Considering what the moon does at 240,000 miles to create tides, I would imagine at the very least the same mass at 10,000 miles would at very least release every pent-up slippage between crustal plates. (Like the “big one” much of the West Coast is just waiting for, or anything in the Ring of Fire.) I would think that taking out a huge number of satellites and wrecking the orbits of many more would be the lowest importance of disruption. (Plus most of those satellites don’t have the ability to make a HUGE orbital correction.)
If the moon at 240,000 miles can raise tides within 6 hours (twice a day, 6 hours up, 6 hours down), I shudder to think what something can do even in 1.5 hours with 1/24 the distance so 576 times the tidal force and gravitational pull. I’m going to make a wild guess of tides in the neighbourhood of 100 feet in the area closest to the approaching mass; and some residual sloshing for a few days after that. .
Remember, tide is differential gravity, so pull on the near side of earth is from 12,000 miles from the center of its gravity (2000 miles diameter), and the other side of earth is 20,000 miles from its center of gravity.
The Roche limit for earth is about 20,000 miles, but the object will not be around long to break up - although some breaking up from Earth’s pull is a distinct possibility. This is why I think tectonic distortion is a risk for earth too.
11,470 miles.
Tidal force is inverse cube of distance. So it would be 13,824x greater.
So, might see a smidge of coastal flooding in areas.
Plus side, if you are quick enough, there will be some seafloor to explore that hasn’t been exposed to air in millions of years.
Kurzgesagt did a related video, on what would happen if the Moon started spiraling into the Earth (with the caveat that such a thing is impossible).
Doh! Radius not diameter… Thanks.
I wonder how much velocity figures into the Roche equation? As the object zips by with a sharp angle change in a hyperbolic orbit, will the outer part be flung off due to centrifugal force?
I’d think that the object would have enough structural integrity to hold together while it is passing only slightly within the Roche limit for a brief period.
OTOH, it would mean that any loose rock or debris (or astronauts) on the near side would float off of the surface and eventually come raining down on the Earth.

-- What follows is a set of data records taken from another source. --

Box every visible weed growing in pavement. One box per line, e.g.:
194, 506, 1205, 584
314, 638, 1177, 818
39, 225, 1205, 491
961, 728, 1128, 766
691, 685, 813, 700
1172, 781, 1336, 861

No, they’d have the same velocity - they’d just end up on a tighter (more acute angle) hyperbolic orbit than the rest of the body. Roche breakup of a hyperbolic body would simple change it to a shotgun scatter of differently angled hyperbolic orbits- assuming its gravity didn’t pull it all back together again after it was beyond earth’s influence.
I agree that blink comparison would find it.
North pole or south pole wouldn’t make a difference - the parallax is due to Earth’s orbit (worst case for detection would be coming in in Earth’s orbital plane, because the motion would be back and forth)
I’m not sure that’s the right way to think about tides. The moon has created a distortion in the Earth’s (and the oceans’) shape - and that distortion doesn’t move (much) relative to the Moon. The Earth just rotates “underneath” the permanent tide. A transient effect from a rapidly moving object would really have to move water and rock - and I think it wouldn’t do that very effectively (though I might be wrong).